Central Bank Governor calls for 'urgent' progress on harmonisation of Europe's CMU
THE Governor of the Central Bank, Philip Lane, has called for “urgent” progress on the harmonisation of Europe’s Capital Markets Union as reliance on London as a location for euro-denominated capital markets activity weakens in the wake of Brexit.
Speaking at the Euro50 Group and Center for International Governance (CIGI) Breakfast meeting in Washington DC earlier today, Governor Lane said that further volatility in financial markets is expected as the UK and Europe seek to forge a new relationship in the wake of last June’s referendum.
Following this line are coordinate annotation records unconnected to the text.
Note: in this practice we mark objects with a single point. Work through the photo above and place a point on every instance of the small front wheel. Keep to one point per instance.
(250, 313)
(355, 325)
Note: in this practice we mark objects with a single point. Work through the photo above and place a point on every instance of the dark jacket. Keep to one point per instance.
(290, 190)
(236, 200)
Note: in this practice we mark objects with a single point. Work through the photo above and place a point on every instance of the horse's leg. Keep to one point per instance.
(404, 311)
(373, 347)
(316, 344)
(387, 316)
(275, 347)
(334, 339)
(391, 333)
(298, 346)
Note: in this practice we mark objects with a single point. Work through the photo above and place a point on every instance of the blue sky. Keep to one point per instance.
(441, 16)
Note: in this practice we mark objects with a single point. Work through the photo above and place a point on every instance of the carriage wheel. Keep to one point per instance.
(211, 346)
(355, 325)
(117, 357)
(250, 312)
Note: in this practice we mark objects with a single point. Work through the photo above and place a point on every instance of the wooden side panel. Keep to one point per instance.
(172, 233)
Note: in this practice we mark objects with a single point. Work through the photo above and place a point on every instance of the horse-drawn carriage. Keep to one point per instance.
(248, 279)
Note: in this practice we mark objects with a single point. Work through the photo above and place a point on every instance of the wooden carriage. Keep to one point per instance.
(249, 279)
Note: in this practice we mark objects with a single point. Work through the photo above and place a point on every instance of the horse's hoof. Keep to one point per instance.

Mr Lane, who said that the increase in capital ratios for European banks in recent years had helped ensure an “orderly market response” to Brexit, also said the substantial decline in Sterling since the poll provides “an important stabilizing mechanism” by which the adverse implications of Brexit for the UK’s terms of trade are mapped into international relative price adjustment.
“It is important to put the recent movement in the Sterling-euro exchange rate into context,” Mr Lane told delegates that included Paul Tucker, former Deputy Governor of the Bank of England and Domenico Siniscalco, the former Minister of Economy and Finance in Italy.
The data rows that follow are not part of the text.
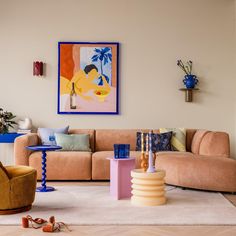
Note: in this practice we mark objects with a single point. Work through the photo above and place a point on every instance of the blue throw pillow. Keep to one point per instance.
(47, 135)
(160, 142)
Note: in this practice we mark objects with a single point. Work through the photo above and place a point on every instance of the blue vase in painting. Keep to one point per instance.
(190, 81)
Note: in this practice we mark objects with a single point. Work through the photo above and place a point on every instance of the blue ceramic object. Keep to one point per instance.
(44, 149)
(190, 81)
(121, 150)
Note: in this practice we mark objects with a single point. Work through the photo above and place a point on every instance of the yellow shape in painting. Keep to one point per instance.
(65, 85)
(84, 83)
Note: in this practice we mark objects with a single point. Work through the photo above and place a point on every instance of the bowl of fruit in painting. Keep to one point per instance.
(101, 94)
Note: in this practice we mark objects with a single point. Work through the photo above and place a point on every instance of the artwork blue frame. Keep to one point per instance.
(88, 78)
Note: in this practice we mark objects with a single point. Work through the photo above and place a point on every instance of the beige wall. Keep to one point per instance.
(153, 35)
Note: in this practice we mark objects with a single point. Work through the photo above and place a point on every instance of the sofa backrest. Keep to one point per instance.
(91, 133)
(106, 138)
(211, 143)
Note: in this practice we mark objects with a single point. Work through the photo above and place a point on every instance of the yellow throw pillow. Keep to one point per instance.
(178, 140)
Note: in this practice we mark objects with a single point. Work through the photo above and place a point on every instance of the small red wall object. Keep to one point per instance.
(38, 68)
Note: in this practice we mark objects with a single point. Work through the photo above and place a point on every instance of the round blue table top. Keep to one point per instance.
(44, 148)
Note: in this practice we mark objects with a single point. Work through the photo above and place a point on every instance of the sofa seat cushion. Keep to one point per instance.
(101, 165)
(175, 153)
(62, 165)
(200, 172)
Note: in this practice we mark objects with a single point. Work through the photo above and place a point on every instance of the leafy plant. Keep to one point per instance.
(6, 121)
(186, 67)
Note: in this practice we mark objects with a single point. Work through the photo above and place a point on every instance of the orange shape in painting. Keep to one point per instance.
(66, 61)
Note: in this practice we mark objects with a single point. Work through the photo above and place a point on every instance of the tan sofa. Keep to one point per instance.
(205, 165)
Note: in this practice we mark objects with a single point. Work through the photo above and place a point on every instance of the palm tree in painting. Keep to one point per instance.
(104, 56)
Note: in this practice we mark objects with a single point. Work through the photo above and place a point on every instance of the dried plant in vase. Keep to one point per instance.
(6, 121)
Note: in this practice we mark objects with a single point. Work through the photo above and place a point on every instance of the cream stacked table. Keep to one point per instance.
(148, 189)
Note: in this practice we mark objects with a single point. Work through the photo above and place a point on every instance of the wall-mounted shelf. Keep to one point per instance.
(188, 94)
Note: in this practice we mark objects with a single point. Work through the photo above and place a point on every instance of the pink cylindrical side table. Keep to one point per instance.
(120, 177)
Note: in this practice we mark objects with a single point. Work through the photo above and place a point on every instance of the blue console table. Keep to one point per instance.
(9, 137)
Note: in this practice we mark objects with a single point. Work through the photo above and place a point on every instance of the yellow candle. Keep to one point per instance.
(146, 142)
(142, 142)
“It partly just unwinds the sustained appreciation of Sterling that took place that took place between early 2013 and early 2015”.
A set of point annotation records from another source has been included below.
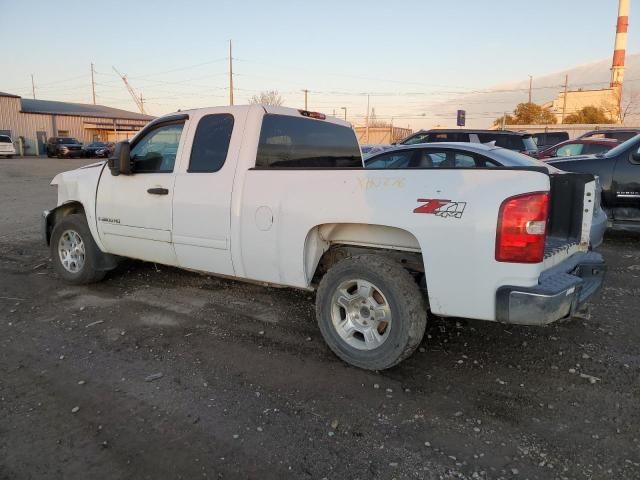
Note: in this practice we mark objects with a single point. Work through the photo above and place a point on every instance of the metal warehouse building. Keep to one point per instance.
(31, 122)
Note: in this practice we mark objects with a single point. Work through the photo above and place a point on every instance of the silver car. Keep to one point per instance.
(474, 155)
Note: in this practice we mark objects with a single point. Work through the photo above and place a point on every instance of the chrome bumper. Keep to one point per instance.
(559, 293)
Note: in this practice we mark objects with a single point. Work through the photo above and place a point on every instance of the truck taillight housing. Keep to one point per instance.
(522, 225)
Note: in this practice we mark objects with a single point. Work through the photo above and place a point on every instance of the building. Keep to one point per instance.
(31, 122)
(606, 98)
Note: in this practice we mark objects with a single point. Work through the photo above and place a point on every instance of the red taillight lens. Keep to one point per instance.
(522, 224)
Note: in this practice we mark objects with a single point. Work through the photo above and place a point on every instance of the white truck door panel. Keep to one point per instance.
(134, 212)
(202, 193)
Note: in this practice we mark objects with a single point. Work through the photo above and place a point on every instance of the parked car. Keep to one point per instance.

The Central Bank of Ireland has recently adjusted its 2017 growth forecast from 4.2 percent to 3.6pc owing to the close economic ties between the UK and Ireland.
Dublin, along with cities such as Frankfurt and Paris, have been mooted as a potential beneficiaries of Brexit should financial services firm seek to relocate here to secure passporting rights allowing them to operate across the European Union.
Passporting rights are tied to the single market and would automatically cease to apply if Great Britain is no longer at least part of the European Economic Area.
However Governor Lane cautioned British financial firms planning to moving from the UK to European countries, that any moves should not be driven by regulation alone owing to the common EU system of financial regulation and supervision.
“The locational strategies of financial firms should not be driven by regulatory considerations but should rather reflect the typical determinants in the economic geography literature: availability of skilled labour and suitable office accommodation; quality of public infrastructure; relative cost levels (both wage and non-wage components); national education, legal and tax systems; language and cultural factors; and relative attractiveness in relation to “quality of life” indicators,” he said.
“Brexit is a disruptive event that has adverse implications for both the UK and EU economies. At this point, the focus of policymakers has to be on negotiating a new UK-EU settlement that can allow both the UK and EU to prosper over the long run. For central bankers, the transition towards the new arrangements has the potential to be a source of volatility and will require continuous monitoring and risk assessment”.